She was a fool.
She had known that going to graduation would not help. She had known that it would mean opening herself to insults and cruelty, that it had the potential to set her back again, that it might reveal that all hope for a peaceful final year would be dashed. But she convinced herself to go. That if things ended in disaster, at least she would not be home wondering. Now, she would have traded wondering for the certainty that the next year was going to be hell.
She had gone to try to prove to herself that she could do this. There had also been the hope of proving to her only ally that she was worth investing in. She had hoped that going would be evidence that she was not this ragdoll incapable of controlling her own fate, that she could make choices, that she could get up and do something.
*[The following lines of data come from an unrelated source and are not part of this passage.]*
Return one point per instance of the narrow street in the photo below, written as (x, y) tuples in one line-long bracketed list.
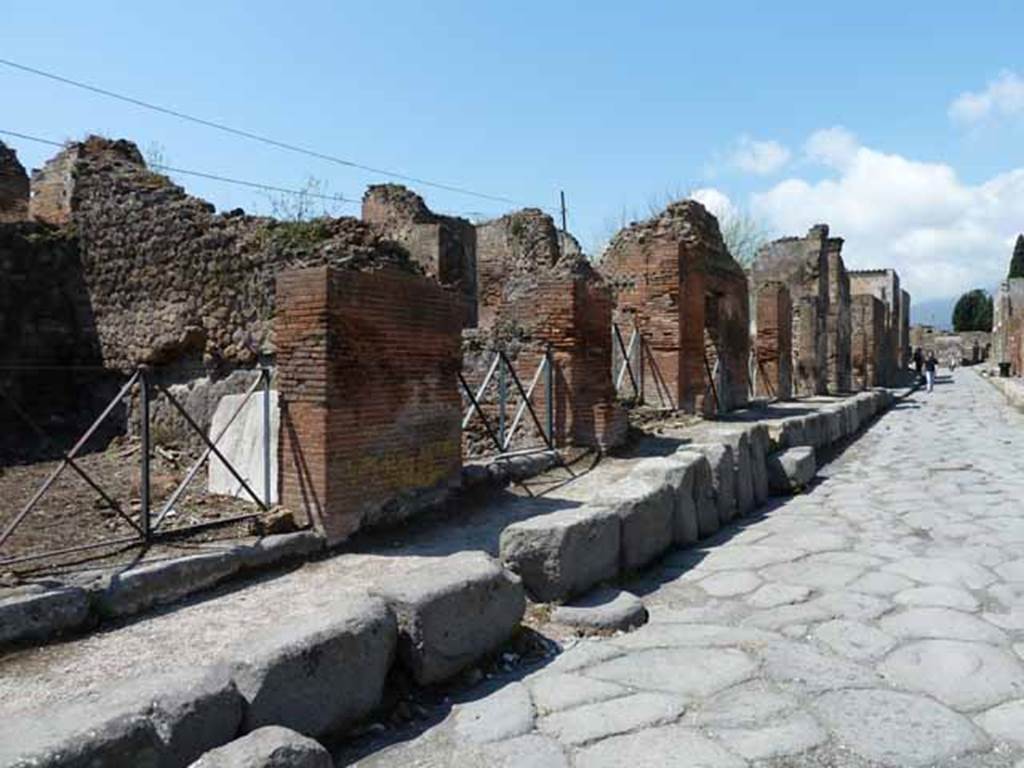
[(877, 620)]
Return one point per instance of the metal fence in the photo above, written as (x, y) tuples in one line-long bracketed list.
[(148, 523), (502, 373)]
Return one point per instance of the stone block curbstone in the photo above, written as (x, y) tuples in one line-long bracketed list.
[(320, 672), (792, 469), (41, 613), (603, 610), (278, 548), (563, 553), (155, 584), (270, 747), (760, 446), (644, 505), (723, 475), (452, 611), (705, 498), (678, 471), (165, 721)]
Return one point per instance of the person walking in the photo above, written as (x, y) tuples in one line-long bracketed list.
[(930, 365)]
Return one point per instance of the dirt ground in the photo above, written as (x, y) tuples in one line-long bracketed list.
[(73, 514)]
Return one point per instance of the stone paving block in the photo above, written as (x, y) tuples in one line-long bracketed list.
[(270, 747), (645, 507), (38, 614), (452, 611), (898, 729), (723, 475), (592, 722), (602, 610), (156, 584), (321, 672), (563, 553), (503, 715), (792, 469), (163, 720), (658, 748)]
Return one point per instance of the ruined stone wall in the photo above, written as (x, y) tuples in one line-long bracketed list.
[(443, 246), (13, 186), (802, 264), (772, 342), (966, 348), (49, 350), (903, 359), (371, 412), (868, 330), (884, 285), (676, 282), (531, 297), (172, 285), (1008, 325), (839, 326)]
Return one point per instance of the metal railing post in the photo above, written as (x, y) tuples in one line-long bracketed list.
[(502, 398), (143, 407), (265, 374), (549, 393)]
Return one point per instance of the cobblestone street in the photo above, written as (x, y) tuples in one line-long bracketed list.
[(877, 620)]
But her peers, her classmates… They had assured her that she was as out of control as always. She would never be able to best them.
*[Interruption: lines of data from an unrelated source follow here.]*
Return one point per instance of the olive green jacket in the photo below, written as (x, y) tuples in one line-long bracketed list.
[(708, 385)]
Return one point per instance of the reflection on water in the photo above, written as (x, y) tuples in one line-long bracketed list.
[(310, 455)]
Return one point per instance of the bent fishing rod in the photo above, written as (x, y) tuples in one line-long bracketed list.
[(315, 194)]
She pulled her leather jacket on over the dress she had donned for the evening, her breathing ragged as she quickly stalked out of the castle. She made her pauses here and then to catch her breath, to wrestle her emotions back to a state that was more under her own abilities to control. She got her breathing under control around the Garden of Solace, and her emotions were pretty much in check once she passed the Three Broomsticks. Her hands were tucked into the opposing crooks of her elbows, head bent, fixing a slight scowl on her face to keep any threat of tears or hopelessness away.
When her head was lifted, she found a familiar face. Familiar faces were not common for the girl. Most of her time was spent wasting away in her room, seeing the same faces of her family and company, shuffled according to the rounds of the day. The only face to interrupt that pattern had been one that had clambered through her window. But here was another one, one she had not seen since the Ministry debacle. If it had been up to her, she would have visited Henry after his overdose, the way she had done before, but in the panic, she had been stolen away be her brothers and how could she explain that? Sorry, James, I’d love to come with you, but my addict-friend just had an overdose and I’d like to visit him. See you at dinner? No, she had returned home and paced her floor until she had fallen asleep, and the next morning when she read the story in the Prophet, there was no death announcement. So, he was fine and a visit was unnecessary. Besides, she had no proof that he would even want to see her.
But with him right in front of her, there was no reason to avoid him. She felt miserable, but she would feel even worse if she brushed him off now. So she swallowed back down any potential feelings of leftover hurt and continued her way up the path, stopping before him. She tightened her hold on her arms, shifting from foot to foot. And with a big breath, she broke the silence.“Hi.”